Hizbullahçıların salıverilmesinin bahanesi ise “sürekli hastalık”. Oysaki ölüm sınırında olan onlarca hasta mahpus sağlık hizmetlerinden mahrum bırakılmış bir şekilde şu anda cezaevlerinde tutuluyor ve bunların salıverilmemesi için iktidar her şeyi yapıyor.
Gözaltına alınan öğrencilere ve diğer tutuklulara işkence yapıldığı Baro, TTB ve ÇHD gibi kurumlar tarafından açıklanıyor.
Yaşananlar saray hukukunun nasıl işlediğini gözler önüne seriyor.
Biz iktidarın eşitlik, adalet isteyenleri cezaevlerine doldurup canice yöntemlerle cinayet işleyenleri affetmesine şaşırmıyoruz.
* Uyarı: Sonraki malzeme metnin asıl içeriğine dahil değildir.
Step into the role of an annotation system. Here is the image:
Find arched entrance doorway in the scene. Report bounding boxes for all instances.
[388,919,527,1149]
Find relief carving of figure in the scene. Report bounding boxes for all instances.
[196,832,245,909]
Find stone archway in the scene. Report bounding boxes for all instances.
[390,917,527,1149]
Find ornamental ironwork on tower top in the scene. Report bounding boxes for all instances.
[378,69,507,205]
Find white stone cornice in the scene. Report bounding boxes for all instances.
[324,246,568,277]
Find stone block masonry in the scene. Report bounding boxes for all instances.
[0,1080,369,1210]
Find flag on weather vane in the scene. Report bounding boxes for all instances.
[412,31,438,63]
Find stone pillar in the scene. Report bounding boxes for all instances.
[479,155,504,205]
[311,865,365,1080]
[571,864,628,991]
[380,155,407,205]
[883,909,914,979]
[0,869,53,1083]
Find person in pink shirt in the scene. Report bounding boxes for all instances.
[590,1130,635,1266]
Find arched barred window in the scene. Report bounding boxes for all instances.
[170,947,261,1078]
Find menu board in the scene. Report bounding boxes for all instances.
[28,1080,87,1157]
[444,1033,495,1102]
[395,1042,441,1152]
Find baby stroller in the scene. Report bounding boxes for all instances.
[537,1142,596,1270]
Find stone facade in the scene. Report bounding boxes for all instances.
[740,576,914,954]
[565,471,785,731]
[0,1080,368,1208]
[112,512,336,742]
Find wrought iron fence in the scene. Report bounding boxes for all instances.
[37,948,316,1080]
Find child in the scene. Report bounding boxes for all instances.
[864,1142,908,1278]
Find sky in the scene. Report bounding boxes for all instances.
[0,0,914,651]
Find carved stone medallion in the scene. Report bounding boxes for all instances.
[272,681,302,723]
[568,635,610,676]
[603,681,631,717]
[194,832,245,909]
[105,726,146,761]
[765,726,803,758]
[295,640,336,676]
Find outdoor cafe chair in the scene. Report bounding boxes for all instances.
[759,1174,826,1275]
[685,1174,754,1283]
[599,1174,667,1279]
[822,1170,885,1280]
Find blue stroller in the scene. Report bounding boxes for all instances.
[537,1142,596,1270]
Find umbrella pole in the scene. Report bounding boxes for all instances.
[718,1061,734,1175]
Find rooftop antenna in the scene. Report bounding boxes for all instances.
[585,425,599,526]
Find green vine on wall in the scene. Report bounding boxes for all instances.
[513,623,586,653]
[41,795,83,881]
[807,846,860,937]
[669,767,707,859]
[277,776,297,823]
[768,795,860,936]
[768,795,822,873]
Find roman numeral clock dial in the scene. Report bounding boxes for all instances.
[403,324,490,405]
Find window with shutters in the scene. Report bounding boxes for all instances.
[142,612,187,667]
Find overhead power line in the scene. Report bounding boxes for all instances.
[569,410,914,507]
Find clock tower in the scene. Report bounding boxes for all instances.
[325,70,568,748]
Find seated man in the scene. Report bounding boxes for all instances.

Bu durumu mevcut iktidarın hangi zihniyetin temsilcisi olduğunun yeni bir göstergesi sayıyoruz. Bu zihniyet sökülüp atılıncaya değin mücadele etmeye devam edeceğiz. Bir gün bu düzenle birlikte onun adalet anlayışını da ait olduğu yere, tarihin çöplüğüne göndereceğiz.